Hablo desde una cátedra.

Colaboro en revistas de mi especialidad

y un día a la semana publico en un periódico.

 

Vivo enfrente del Bosque. Pero casi

nunca vuelvo los ojos para mirarlo. Y nunca

atravieso la calle que me separa de él

y paseo y respiro y acaricio

la corteza rugosa de los árboles.

 

Sé que es obligatorio escuchar música

pero la eludo con frecuencia.

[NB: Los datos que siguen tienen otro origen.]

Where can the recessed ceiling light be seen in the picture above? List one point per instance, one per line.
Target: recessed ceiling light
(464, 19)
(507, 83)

Sé

que es bueno ver pintura

pero no voy jamás a las exposiciones

ni al estreno teatral ni al cine-club.

 

Prefiero estar aquí, como ahora, leyendo

y, si apago la luz, pensando un rato

en musarañas y otros menesteres.

 

Sufro más bien por hábito, por herencia, por no

diferenciarme más de mis congéneres,

que por causas concretas.

 

Sería feliz si yo supiera cómo.

Es decir, si me hubieran enseñado los gestos,

los parlamentos, las decoraciones.

 

En cambio me enseñaron a llorar. Pero el llanto

es en mí un mecanismo descompuesto

y no lloro en la cámara mortuoria

ni en la ocasión sublime ni frente a la catástrofe.

 

Lloro cuando se quema el arroz o cuando pierdo

el último recibo del impuesto predial.